Board members Association of Membership Total elite seven recent publications (standardized)
 Elizabeth Mustaine SCJA 0.07
 Charles Corley MCJA 0.09
 David Mueller WPACJE 0.14
 Michael Tonry ASC 0.16
 Wesley Johnson ACJS 0.25
 Ronald Burns SWCJA 0.27
Jeffery Walker ACJS 0.44
William Wells MCJA 0.44
 Gary LaFree ASC 0.45
 Justin Patchin MCJA 0.50
 J. Mitchell Miller SCJA 0.83
 Steven Messner ASC 1.23
 Brandon Applegate SCJA 1.36

Table 1. Ranking of ASC and ACJS and ACJS’s regional associations recent board members elite publication based on their productivity (Source: Jennings, W. G. et al. (2008)) The purpose of the current study in criminal justice leadership is to provide an examination and evaluation of the Leadership Challenge Inventory. The result of the venture is a model for comprehensive understanding and assessment of the leadership capabilities of individual police managers. Mediocre people in the society do not enjoy having talented individuals around them (Vito & Higgins, 2010). Pragmatic amateurs resent humane professionals, while the uneducated persons are uneasy around educated and intelligent people. Undisciplined pragmatists do not enjoy being surrounded by people who insist on critical analysis.

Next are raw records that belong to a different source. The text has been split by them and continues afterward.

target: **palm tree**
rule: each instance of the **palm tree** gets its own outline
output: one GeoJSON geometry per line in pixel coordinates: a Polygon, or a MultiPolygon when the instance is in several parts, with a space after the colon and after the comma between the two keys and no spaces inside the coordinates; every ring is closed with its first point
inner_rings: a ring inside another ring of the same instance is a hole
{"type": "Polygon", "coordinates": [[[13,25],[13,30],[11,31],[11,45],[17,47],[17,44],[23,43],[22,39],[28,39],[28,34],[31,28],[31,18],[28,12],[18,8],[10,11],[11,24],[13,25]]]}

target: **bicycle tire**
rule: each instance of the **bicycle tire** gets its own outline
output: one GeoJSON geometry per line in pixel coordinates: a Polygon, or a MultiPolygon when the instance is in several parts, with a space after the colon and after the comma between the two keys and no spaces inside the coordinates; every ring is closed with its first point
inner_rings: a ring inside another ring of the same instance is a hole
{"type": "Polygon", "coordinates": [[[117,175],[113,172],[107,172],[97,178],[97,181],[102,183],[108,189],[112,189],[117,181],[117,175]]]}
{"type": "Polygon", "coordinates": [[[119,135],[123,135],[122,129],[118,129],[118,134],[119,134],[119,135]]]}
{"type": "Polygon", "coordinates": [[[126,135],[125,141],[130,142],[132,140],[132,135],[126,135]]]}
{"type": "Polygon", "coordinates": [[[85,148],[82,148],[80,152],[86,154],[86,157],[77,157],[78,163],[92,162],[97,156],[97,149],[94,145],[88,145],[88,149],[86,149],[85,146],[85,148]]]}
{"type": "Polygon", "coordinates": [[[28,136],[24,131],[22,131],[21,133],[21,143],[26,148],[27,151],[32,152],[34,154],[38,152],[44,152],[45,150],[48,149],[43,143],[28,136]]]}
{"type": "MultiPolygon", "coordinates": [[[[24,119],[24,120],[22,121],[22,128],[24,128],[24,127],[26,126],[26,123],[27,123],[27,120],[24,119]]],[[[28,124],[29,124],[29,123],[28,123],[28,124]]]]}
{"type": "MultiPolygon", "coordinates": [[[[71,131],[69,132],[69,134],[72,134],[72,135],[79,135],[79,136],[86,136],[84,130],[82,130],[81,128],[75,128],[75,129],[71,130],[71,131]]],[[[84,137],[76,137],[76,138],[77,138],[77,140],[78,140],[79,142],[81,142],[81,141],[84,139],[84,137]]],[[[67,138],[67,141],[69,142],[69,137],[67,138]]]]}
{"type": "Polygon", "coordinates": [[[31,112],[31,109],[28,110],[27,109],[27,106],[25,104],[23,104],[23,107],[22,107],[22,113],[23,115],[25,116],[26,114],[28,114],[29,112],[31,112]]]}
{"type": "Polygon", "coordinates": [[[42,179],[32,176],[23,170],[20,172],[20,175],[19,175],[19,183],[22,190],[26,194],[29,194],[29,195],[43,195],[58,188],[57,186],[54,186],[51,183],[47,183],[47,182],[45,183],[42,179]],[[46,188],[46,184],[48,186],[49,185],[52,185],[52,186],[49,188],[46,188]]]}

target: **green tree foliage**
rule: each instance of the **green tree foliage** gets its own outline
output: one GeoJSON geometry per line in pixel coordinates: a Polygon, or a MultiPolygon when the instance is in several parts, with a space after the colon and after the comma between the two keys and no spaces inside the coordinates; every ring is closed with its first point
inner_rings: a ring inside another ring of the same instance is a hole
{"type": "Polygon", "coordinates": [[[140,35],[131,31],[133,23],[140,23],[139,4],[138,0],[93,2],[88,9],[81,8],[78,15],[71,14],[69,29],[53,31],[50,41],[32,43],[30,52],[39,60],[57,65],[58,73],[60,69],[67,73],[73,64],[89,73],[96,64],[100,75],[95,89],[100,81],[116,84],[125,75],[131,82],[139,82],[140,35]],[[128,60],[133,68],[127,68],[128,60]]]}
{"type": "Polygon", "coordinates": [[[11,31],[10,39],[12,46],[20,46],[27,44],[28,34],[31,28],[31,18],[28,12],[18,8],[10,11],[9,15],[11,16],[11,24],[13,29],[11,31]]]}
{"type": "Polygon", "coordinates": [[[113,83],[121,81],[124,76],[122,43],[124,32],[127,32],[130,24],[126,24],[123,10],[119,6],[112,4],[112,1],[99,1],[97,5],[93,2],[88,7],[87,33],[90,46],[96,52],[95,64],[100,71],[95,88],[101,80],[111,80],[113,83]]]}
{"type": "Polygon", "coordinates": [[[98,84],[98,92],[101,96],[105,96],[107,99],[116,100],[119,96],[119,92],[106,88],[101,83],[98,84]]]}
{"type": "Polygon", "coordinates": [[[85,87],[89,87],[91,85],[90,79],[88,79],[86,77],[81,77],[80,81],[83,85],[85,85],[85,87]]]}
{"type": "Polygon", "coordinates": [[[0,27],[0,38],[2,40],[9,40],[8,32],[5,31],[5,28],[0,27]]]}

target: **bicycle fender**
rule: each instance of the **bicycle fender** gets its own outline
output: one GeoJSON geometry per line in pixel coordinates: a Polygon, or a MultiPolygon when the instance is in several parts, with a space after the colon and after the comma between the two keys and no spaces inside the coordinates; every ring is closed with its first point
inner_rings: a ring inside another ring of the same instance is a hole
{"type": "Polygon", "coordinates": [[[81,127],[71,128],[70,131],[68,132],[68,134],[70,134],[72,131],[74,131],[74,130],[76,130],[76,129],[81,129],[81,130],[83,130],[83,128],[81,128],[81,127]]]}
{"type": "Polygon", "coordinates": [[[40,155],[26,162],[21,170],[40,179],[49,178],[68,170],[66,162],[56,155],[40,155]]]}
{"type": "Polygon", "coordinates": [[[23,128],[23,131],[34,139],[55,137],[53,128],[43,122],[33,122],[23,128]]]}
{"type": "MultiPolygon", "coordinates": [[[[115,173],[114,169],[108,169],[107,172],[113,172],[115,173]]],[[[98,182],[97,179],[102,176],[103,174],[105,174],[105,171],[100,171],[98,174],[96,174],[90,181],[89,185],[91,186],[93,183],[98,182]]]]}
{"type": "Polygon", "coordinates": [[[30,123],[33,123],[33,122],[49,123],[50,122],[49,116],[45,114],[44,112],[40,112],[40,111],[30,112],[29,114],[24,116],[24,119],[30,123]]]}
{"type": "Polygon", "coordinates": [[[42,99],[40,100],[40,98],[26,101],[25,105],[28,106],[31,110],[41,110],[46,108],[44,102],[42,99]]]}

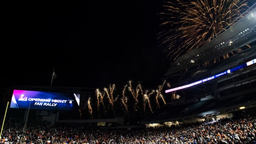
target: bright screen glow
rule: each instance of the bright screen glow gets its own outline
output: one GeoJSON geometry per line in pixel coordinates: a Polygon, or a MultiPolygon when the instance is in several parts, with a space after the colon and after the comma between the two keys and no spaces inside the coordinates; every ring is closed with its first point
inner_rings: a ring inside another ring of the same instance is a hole
{"type": "Polygon", "coordinates": [[[225,71],[224,71],[223,72],[220,73],[219,74],[217,74],[217,75],[212,76],[209,77],[209,78],[207,78],[204,79],[203,79],[202,80],[200,80],[198,81],[197,81],[195,82],[193,82],[191,84],[187,84],[186,85],[183,85],[182,86],[179,86],[178,87],[175,87],[175,88],[174,88],[173,89],[166,90],[165,91],[165,93],[167,93],[171,92],[172,91],[177,91],[178,90],[181,90],[182,89],[186,89],[187,87],[189,87],[191,86],[194,86],[196,85],[198,85],[198,84],[200,84],[204,82],[209,81],[209,80],[214,79],[216,78],[218,78],[218,77],[221,76],[223,76],[224,75],[225,75],[228,74],[229,74],[230,73],[232,73],[233,71],[235,71],[239,69],[241,69],[242,68],[244,68],[246,66],[248,66],[251,65],[252,64],[255,64],[256,63],[256,59],[254,59],[246,63],[244,63],[241,65],[239,65],[237,66],[236,66],[235,68],[234,68],[232,69],[228,70],[225,71]]]}
{"type": "Polygon", "coordinates": [[[79,108],[80,94],[14,90],[10,108],[70,111],[79,108]]]}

The examination is fundamental for several reasons. First, the outcomes of the study will provide information that offers support for effective and fair ranking of the leadership practices. It also assists in assessing the reliability of the leadership practices, as well as the validity of the Leadership Challenge Inventory (Vito & Higgins, 2010). Second, the platform is the first study to examine and critically analyze the Leadership Challenge Model with the use of law enforcement officers, and particularly the police sergeants and some middle-level managers as the sample. Third, the approach will help the individuals in the law enforcement in understanding their leadership practices (Vito & Higgins, 2010). The first conclusion from the rationale and evidence discussed in the paper, it can categorically be argued that the literature available confirms that leadership principles are an integral and fundamental part of liberal education. The second point is that the scholars and educators, who instruct in the various disciplines to empower the students, will eventually be absorbed and employed within the criminal justice systems. The people have an explicit and an implicit responsibility to engage their learners actively in an examination and acquisition of skills to be efficient leaders. Finally, criminal justice leadership programs have a duty to provide students with fundamental skills that include, but are not limited to systematic reasoning, analysis of thought and philosophical input, and logic that encourages personal reflection. The abilities can be used in solving complex issues of freedom and justice in the society, using the available platforms.